We also had three confused gentlemen, one of whom escaped from his bed around 2 am and, gown flapping the breeze, buttocks defiantly on show to the ward, pulled back the curtains of his neighbour and proceeded to relieve himself thankfully beside his bed and not onto him! "OI!! He's pissing at me! Bastard! NURSE!"

Around 3pm our bright eyed and enthusiastic Med Reg insisted on giving all the juniors a formal powerpoint tutorial on upper GI bleeding. Thought it was a nice touch that he made us all a big pot of tea to drink while we sat and tried to stay awake while he talked about the most recent papers in the field.

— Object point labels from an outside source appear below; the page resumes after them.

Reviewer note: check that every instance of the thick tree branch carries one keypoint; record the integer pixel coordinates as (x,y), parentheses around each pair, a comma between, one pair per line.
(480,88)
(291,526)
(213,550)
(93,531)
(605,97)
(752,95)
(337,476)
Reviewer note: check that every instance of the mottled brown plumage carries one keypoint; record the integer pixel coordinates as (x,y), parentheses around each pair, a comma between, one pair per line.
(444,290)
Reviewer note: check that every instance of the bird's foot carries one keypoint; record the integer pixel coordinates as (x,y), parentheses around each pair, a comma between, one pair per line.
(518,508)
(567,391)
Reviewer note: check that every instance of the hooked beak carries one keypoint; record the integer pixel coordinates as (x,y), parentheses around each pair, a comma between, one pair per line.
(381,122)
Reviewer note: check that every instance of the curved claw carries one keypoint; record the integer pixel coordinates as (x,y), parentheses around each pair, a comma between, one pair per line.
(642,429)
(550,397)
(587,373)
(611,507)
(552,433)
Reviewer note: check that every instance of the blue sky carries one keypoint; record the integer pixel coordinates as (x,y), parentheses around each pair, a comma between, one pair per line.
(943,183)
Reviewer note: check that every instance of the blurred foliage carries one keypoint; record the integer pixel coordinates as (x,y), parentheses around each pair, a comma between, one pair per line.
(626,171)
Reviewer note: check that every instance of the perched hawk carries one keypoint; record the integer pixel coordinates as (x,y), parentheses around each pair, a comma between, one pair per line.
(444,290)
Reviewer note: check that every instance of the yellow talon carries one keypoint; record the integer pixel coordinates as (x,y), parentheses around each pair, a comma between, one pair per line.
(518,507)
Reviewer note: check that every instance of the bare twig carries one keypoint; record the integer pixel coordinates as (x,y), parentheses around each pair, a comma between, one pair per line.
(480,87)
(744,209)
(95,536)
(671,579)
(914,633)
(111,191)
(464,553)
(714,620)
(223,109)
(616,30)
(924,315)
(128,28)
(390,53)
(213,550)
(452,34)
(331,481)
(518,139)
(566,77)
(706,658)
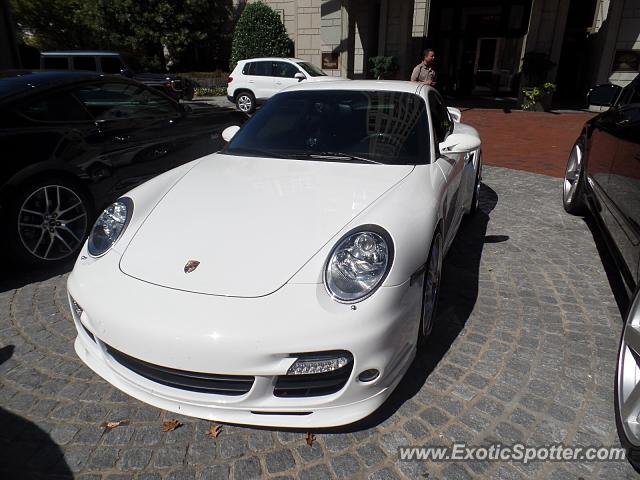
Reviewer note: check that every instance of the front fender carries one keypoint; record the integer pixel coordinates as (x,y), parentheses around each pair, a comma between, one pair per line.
(410,212)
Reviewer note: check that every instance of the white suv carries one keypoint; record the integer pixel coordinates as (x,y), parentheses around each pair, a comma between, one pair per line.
(255,80)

Around 6am the crash bleep went off so the Med Reg and I ran across the hospital and up three flights of stairs to find a proper cardiac arrest in full swing on one of the surgical wards. I joined in with chest compressions. The patient was in VF and was shocked 5 times before going into asystole. Resus continued and somehow he went back into sinus rhythm with an output. This was short lived however as he then went into VT. 7 shocks, many antiarrhythmics and some potassium later his heart decided to stay in sinus rhythm and the patient went to ITU. Apparently an echo showed a massive ventricular aneurysm, probably secondary to a huge heart attack, so sadly he probably wont recover from this.

8am handover involved presenting the sickest patients to the day team and then home to bed. All in all a good first night.